Wolkwitz and his wife, Minna, lived in a ninth-floor apartment at 115 East 90th Street. On the afternoon of November 21, 1927, Minna went shopping. When she returned, she found Wolkwitz's body hanging "from a pipe in the bathroom of his apartment," according to The Times.
Twenty-two year old Patricia Ann Ryan was a teller in the Manufacturers Trust Co. branch in 1956 when she faced a terrifying incident. On August 15, a man walked up to her counter and handed her a note that said in part that he had "nitro enough on me to blow all us up." It seems, however, that this was the skittish bank robber's first heist. The Citizen Register of Ossining, New York reported, "Before Miss Ryan had time to hand him any money, the man panicked, turned and ran."

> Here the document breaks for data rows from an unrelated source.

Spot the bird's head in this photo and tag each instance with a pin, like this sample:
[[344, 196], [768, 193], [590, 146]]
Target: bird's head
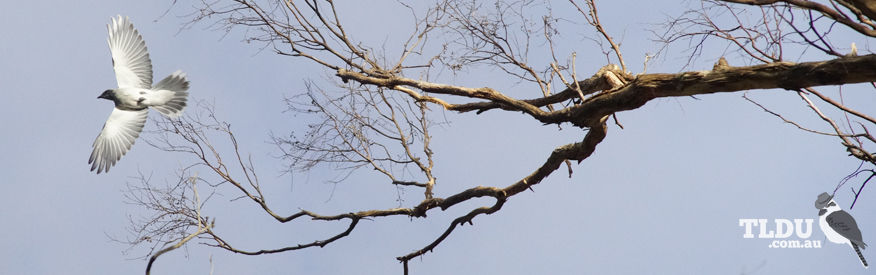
[[108, 95], [825, 201]]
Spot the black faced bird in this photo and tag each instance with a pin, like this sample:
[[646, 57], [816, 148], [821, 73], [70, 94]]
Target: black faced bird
[[838, 226], [134, 95]]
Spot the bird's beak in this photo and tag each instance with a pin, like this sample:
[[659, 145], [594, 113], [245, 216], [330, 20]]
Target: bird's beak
[[108, 94]]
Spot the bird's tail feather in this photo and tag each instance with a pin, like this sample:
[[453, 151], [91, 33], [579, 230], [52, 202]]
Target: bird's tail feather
[[174, 87], [861, 256]]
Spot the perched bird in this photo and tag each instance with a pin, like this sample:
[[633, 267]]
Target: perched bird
[[134, 95], [838, 225]]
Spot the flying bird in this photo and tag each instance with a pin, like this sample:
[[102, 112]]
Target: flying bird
[[838, 226], [134, 95]]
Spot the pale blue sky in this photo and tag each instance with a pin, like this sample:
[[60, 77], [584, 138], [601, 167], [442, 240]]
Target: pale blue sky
[[663, 195]]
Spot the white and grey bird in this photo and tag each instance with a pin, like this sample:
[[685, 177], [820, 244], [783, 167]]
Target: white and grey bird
[[134, 95], [838, 225]]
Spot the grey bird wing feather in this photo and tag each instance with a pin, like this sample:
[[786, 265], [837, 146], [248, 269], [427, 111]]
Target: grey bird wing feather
[[845, 225], [130, 57], [170, 95], [118, 134]]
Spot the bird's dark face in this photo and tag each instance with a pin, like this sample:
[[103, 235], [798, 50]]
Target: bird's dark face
[[108, 95]]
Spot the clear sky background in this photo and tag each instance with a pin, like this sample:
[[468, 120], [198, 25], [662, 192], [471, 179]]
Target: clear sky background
[[663, 195]]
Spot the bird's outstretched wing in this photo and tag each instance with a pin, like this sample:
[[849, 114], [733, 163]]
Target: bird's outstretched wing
[[118, 134], [845, 225], [130, 57]]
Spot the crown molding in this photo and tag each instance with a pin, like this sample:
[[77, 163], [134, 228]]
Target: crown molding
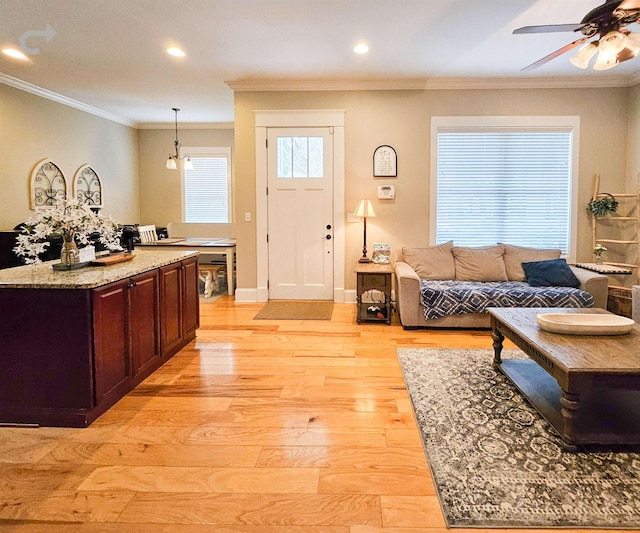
[[55, 97], [186, 125], [432, 83]]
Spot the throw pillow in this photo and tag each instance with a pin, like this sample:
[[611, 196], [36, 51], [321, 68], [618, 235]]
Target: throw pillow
[[550, 273], [514, 256], [433, 263], [479, 264]]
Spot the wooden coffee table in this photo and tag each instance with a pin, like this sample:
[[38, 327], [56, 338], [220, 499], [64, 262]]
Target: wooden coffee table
[[586, 386]]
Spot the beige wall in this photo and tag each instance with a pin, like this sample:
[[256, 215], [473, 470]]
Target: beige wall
[[633, 159], [402, 120], [160, 189], [34, 128]]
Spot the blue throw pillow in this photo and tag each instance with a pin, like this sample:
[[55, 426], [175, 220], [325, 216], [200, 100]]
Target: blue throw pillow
[[550, 273]]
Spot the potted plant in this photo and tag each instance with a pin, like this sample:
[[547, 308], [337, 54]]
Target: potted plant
[[600, 207]]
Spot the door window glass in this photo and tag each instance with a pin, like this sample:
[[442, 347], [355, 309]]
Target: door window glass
[[300, 157]]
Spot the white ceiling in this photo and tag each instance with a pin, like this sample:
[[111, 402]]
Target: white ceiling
[[110, 54]]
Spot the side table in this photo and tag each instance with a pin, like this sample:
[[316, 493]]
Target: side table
[[373, 276]]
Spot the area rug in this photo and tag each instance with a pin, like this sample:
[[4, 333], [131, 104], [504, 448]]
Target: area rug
[[295, 310], [497, 463]]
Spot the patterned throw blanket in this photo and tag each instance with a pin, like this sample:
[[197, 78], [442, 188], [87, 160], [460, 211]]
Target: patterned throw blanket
[[441, 298]]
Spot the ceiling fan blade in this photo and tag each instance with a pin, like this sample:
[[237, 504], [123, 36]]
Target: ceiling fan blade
[[555, 54], [550, 28], [628, 5]]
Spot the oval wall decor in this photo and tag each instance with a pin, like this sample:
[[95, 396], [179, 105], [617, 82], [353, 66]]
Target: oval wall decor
[[48, 185], [87, 188]]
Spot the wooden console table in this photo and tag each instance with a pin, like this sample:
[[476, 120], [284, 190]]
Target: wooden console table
[[586, 386]]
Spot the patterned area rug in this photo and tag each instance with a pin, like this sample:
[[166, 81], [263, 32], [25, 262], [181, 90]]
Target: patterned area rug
[[497, 463], [295, 310]]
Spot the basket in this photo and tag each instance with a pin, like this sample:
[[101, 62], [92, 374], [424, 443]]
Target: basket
[[619, 301]]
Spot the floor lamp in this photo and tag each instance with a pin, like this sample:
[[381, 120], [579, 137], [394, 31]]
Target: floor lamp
[[364, 210]]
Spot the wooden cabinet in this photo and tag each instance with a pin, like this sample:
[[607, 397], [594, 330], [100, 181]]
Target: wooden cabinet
[[179, 304], [144, 324], [110, 339], [125, 332], [69, 354]]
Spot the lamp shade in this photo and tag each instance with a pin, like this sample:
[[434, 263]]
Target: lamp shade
[[365, 209]]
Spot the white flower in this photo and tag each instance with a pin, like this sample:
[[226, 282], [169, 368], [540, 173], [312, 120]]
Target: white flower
[[72, 221]]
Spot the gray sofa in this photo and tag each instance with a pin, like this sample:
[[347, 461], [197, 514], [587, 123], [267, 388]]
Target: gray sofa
[[439, 263]]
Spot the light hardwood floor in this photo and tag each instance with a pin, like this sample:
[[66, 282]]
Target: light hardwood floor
[[257, 426]]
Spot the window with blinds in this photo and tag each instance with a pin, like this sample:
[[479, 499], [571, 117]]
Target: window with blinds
[[207, 187], [505, 184]]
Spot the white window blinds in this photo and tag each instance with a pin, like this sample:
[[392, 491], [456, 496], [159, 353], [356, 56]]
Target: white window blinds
[[504, 186], [206, 189]]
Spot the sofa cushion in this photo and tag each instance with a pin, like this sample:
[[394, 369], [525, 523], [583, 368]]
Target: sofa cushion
[[445, 298], [479, 263], [434, 262], [551, 273], [514, 256]]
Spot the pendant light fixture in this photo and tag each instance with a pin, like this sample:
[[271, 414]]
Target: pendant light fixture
[[172, 162]]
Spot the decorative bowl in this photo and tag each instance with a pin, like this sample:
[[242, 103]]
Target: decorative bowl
[[585, 323]]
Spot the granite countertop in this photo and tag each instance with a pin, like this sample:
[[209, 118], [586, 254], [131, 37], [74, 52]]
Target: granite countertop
[[42, 276]]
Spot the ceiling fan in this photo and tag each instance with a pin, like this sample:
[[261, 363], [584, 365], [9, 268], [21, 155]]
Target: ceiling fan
[[606, 23]]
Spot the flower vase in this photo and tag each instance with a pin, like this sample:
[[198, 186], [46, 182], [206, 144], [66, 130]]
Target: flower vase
[[69, 255]]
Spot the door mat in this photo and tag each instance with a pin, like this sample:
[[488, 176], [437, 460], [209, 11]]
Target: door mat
[[295, 310], [497, 463]]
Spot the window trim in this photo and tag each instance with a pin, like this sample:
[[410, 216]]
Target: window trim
[[208, 151], [517, 123]]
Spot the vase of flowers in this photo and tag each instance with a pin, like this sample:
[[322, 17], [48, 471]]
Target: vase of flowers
[[75, 223], [601, 207], [598, 250]]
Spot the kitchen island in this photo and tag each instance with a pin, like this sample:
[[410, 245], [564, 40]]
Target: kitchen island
[[72, 343]]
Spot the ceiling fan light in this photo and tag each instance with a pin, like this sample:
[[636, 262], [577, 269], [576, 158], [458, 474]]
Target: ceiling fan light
[[633, 43], [583, 56], [605, 61], [613, 42]]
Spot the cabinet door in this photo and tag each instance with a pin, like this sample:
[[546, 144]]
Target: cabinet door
[[144, 339], [110, 333], [170, 308], [191, 298]]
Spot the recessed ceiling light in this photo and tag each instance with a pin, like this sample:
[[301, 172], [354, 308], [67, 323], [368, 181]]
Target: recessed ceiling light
[[175, 52], [12, 52]]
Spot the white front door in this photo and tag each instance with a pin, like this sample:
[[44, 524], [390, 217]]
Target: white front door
[[300, 213]]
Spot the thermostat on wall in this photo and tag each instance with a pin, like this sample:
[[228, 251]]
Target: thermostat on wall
[[386, 192]]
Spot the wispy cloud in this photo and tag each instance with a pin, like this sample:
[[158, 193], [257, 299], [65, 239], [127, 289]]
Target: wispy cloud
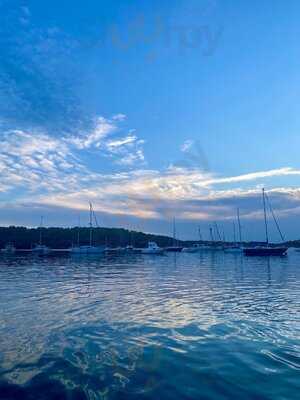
[[49, 171]]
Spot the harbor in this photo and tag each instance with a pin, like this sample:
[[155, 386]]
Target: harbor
[[216, 243]]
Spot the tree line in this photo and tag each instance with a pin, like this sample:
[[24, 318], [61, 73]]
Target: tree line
[[61, 238]]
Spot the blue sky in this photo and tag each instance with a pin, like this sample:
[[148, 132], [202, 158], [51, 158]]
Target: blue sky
[[149, 110]]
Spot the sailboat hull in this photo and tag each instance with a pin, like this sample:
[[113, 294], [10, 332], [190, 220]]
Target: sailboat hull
[[265, 251]]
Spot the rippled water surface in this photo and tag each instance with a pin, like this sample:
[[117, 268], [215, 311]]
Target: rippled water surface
[[185, 326]]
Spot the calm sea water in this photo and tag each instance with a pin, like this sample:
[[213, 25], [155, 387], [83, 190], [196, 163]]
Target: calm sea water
[[185, 326]]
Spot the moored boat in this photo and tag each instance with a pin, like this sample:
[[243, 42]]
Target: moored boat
[[41, 250], [90, 248], [152, 248], [9, 249], [267, 249]]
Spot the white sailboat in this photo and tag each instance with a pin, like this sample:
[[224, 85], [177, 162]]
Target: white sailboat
[[267, 249], [174, 248], [88, 249], [9, 249], [40, 249], [152, 248], [236, 247]]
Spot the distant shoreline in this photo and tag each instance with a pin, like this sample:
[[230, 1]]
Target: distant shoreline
[[62, 238]]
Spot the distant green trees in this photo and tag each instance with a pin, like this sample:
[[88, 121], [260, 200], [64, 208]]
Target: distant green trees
[[25, 238]]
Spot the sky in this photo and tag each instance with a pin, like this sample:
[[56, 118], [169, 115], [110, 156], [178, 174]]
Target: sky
[[150, 110]]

Among the upstairs tenants in the late 1950s were the offices of the New York National Enquirer. In 1974, a medical laboratory took over the entire third floor. The bank left the ground floor in 1991. A renovation in 2018 resulted in a retail store on the first floor and a health club on the upper floors. Happily, Maynicke's striking 1906 design remains almost totally intact, including the graceful arcade of the first floor.
I walked by that building hundreds of times in the 1960s, when I had a Post Office Box at the Post Office on East 85th Street, midway down the block. Nice to have the history behind it. There is also (or used be, anyway) one of those pedestal mounted street clocks about half a block south, on the east side of Third Avenue.